# Pacific Northwest School Owners



## bushidomartialarts (Mar 8, 2006)

Say, who among us owns a school or runs a program in Oregon, Washington or Idaho?


----------



## tsdclaflin (Apr 1, 2006)

How about Western Montana?  I have a school in Western MT; my association is based in Boise, Idaho.

BTW, I looking for tournament opportunities for my students in the PNW.  Preferably Tang Soo Do, but Open Tournaments are fine too.


----------



## Blindside (Apr 6, 2006)

tsdclaflin said:
			
		

> How about Western Montana?
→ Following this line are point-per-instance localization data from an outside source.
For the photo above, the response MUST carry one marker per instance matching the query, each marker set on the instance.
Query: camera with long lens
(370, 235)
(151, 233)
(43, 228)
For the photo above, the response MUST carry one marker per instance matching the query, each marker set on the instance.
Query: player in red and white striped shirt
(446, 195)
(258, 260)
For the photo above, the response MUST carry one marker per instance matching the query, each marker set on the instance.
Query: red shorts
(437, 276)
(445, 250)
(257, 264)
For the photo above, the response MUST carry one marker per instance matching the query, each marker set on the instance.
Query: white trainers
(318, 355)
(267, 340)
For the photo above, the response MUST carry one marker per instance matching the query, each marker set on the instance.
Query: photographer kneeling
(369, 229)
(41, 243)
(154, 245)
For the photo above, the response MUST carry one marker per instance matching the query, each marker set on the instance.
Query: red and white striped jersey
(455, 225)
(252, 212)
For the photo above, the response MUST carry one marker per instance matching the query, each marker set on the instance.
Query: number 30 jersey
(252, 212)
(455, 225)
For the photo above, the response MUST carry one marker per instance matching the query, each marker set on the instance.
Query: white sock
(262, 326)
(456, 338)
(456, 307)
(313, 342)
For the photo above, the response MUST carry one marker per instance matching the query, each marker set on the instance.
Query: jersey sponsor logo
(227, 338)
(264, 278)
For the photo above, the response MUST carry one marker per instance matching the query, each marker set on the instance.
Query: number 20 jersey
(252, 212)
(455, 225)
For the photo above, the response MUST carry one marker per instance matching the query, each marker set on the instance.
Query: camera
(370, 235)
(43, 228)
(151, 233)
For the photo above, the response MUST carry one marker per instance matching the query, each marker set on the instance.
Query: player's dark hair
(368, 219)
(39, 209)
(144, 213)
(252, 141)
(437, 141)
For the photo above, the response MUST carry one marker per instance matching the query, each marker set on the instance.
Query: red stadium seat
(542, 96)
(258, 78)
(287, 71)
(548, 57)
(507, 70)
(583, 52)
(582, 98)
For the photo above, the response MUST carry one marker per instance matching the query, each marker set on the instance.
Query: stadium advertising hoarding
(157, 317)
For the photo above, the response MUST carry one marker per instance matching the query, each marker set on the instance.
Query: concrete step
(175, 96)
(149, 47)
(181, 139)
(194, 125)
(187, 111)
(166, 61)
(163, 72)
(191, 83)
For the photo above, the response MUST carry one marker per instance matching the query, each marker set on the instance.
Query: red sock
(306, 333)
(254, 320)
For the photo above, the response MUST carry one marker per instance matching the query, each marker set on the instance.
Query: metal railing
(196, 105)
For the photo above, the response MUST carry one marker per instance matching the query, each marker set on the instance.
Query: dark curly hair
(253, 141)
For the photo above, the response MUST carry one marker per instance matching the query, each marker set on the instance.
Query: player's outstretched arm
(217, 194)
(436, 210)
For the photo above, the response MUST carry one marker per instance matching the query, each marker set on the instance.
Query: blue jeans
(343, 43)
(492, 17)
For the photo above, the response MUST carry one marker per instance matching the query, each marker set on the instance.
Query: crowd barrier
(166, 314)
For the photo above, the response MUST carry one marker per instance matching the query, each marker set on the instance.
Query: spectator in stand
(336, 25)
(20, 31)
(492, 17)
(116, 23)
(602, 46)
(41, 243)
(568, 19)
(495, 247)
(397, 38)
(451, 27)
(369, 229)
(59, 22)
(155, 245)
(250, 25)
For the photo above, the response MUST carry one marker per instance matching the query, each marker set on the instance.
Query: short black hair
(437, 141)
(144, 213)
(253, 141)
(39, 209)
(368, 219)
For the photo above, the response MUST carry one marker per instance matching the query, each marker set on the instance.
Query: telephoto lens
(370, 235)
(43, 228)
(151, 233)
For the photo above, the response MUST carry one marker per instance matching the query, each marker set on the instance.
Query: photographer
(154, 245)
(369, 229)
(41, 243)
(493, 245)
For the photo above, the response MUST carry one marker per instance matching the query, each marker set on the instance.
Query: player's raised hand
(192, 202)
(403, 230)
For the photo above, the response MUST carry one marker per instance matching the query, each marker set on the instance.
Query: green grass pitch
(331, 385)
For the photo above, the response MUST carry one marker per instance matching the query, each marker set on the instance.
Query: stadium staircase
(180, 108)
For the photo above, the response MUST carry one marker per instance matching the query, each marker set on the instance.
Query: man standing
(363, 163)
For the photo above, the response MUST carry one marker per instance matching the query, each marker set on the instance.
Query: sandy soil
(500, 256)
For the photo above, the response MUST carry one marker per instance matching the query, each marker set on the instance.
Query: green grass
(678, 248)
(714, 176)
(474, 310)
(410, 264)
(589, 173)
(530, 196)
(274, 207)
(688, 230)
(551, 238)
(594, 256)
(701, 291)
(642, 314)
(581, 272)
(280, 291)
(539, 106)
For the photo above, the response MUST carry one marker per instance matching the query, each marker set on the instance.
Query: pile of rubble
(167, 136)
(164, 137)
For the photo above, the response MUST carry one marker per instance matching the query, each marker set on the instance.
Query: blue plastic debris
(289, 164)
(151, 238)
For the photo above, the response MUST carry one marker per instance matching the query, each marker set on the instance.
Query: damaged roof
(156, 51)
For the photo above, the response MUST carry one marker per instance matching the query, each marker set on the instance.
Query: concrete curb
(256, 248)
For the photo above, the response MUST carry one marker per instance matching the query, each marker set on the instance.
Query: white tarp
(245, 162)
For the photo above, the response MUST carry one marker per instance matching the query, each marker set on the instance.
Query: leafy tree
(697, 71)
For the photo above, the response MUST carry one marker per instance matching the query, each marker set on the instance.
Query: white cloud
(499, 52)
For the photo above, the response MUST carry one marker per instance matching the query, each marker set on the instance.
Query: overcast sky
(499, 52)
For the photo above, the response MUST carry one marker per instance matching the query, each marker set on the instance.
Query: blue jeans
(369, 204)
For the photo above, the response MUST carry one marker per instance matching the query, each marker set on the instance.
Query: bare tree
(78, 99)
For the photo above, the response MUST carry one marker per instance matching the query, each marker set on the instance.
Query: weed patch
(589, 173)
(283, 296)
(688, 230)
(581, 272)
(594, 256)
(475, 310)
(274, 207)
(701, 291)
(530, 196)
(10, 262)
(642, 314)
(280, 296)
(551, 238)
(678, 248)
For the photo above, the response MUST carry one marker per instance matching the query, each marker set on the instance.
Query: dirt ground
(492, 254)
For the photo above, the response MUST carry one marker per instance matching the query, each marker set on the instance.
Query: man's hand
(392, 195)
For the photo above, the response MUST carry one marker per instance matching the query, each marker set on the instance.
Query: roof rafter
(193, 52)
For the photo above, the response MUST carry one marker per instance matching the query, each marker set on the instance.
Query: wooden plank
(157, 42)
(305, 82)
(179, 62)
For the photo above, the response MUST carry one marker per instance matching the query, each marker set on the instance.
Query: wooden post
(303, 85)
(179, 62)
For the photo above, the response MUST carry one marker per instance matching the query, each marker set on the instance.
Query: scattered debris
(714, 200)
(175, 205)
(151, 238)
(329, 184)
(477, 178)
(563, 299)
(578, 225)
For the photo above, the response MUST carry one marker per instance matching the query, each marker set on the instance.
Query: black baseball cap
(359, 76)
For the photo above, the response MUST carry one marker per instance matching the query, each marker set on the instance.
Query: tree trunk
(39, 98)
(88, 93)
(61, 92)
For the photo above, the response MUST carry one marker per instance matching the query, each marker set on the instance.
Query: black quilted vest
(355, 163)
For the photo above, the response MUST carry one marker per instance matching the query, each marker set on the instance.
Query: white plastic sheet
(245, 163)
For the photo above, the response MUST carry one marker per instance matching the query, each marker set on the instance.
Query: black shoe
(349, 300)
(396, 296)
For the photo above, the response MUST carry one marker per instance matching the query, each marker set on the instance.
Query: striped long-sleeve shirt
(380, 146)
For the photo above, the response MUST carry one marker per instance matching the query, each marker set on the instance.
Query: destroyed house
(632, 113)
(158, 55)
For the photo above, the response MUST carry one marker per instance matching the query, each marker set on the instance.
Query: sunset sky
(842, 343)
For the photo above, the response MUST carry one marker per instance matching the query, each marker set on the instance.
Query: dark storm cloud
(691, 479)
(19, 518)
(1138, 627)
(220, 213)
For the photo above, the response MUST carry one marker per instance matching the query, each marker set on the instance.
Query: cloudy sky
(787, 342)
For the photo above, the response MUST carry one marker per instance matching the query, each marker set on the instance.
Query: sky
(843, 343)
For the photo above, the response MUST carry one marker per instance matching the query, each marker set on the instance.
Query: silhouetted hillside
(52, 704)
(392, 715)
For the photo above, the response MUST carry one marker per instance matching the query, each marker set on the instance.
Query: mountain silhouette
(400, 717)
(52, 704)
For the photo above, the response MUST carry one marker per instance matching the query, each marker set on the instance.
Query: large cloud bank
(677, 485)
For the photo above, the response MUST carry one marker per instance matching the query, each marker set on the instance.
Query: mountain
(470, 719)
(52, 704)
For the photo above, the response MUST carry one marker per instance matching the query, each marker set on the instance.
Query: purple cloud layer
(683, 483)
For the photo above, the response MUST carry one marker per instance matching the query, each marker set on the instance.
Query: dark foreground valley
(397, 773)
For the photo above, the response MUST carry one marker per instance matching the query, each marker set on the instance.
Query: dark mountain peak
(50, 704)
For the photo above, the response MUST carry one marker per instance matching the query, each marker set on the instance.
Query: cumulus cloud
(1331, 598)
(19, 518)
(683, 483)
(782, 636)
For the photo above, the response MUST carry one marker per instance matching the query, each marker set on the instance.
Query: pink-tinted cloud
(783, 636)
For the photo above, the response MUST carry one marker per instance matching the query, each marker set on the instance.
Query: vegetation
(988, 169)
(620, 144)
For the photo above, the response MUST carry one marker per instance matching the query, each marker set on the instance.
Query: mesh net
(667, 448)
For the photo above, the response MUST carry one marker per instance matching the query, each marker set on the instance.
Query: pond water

I have a school in Western MT; my association is based in Boise, Idaho.
> 
> BTW, I looking for tournament opportunities for my students in the PNW. Preferably Tang Soo Do, but Open Tournaments are fine too.


 
Do you attend Chris Crews' tournament?  It will be held on July 16 & 17 this year, in Missoula as usual.  

Contact information down below, listed under the Frontier Conference.
http://www.eklkarate.com/tournaments.htm?


----------



## Fluffy (May 1, 2006)

I'm in Snohomish.


----------



## kyudogrrl66 (May 10, 2006)

<raises hand>
I'm in Seattle.....


----------



## shesulsa (May 11, 2006)

Vancouver and Yacolt, Washington


----------



## Brian King (May 11, 2006)

I have a school in Bellevue Washington

See you on the floor soon
Friends
Brian King
http://systemanw.com/


----------



## Touch Of Death (May 11, 2006)

I hope to meet you all at the Spokane Tourney in two weeks!!!!!


----------



## kanjc (Sep 13, 2006)

Tacoma, washington.... o whos going to the governors cup (TKD) in october?


----------



## Hollywood1340 (Sep 20, 2006)

We run out of Missoula, MT


----------